Hello,
I am simulating 8 molecules of CO2 in an NVT ensemble using fix/rigid/small.
The simulation works perfectly in the serial mode but displays the error message pasted below,
when running on the parallel mode.
***** An error occurred in MPI_Wait**
***** reported by process [1912078337,1]**
***** on communicator MPI_COMM_WORLD**
***** MPI_ERR_TRUNCATE: message truncated**
***** MPI_ERRORS_ARE_FATAL (processes in this communicator will now abort,**
***** and potentially your MPI job)**
After playing around with several box sizes, spacing between the CO2 molecules,
and the number of cores used,
I found that the error always occurred at an identical point in the simulation.
I have attached the input script and the log-file.
The log file does not contain any warnings / errors pertaining to this problem.
However, using fix/rigid seems to solve the problem.
From the manual, I understand that it is beneficial to use fix/rigid/small
in case of many rigid molecules in the system.
Hence, is there a way to run the simulation in parallel using fix/rigid/small ?
Cheers,
Thejas
simProg.log (12.1 KB)
simulation.in (3.5 KB)
This is a known phenomenon ([BUG] Fatal error in PMPI_Wait error running PACKAGES/drude/swm4-ndp/in.swm4-ndp.nh example with mpirun · Issue #3313 · lammps/lammps · GitHub).
We have not been able to fully understand what is causing this. This seems similar to the “missing bond atom” type of error, but in reference to the individual rigid bodies.
As you have noticed, the non-/small version does not suffer from it. Indeed it would be impossible due to the way how those styles use collective communications instead of distributed inter-domain communication. If your system is small enough and the number of MPI ranks small, then there is no significant performance penalty from using the non-small version. Its overhead will grow with system size (i.e. number of rigid bodies) and number of processors.

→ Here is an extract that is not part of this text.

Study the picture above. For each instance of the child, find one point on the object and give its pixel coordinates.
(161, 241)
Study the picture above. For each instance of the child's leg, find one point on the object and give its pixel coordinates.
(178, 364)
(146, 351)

For a system with only 8 molecules there is no difference. Even regular MPI parallelization is not likely to give you much of a speedup. In fact, it may slow you down due to the constant overhead from exchanging box and subdomain information.
Thanks for the reply, Axel.
As you have noticed, the non-/small version does not suffer from it. Indeed it would be impossible due to the way how those styles use collective communications instead of distributed inter-domain communication. If your system is small enough and the number of MPI ranks small, then there is no significant performance penalty from using the non-small version. Its overhead will grow with system size (i.e. number of rigid bodies) and number of processors.
For a system with only 8 molecules there is no difference. Even regular MPI parallelization is not likely to give you much of a speedup. In fact, it may slow you down due to the constant overhead from exchanging box and subdomain information.
As you mentioned, for small system sizes I am better off using the non-small version. However, I plan to increase my system size to several thousand CO2 molecules. Even in this case, I would still have to opt for the non-small version because it works.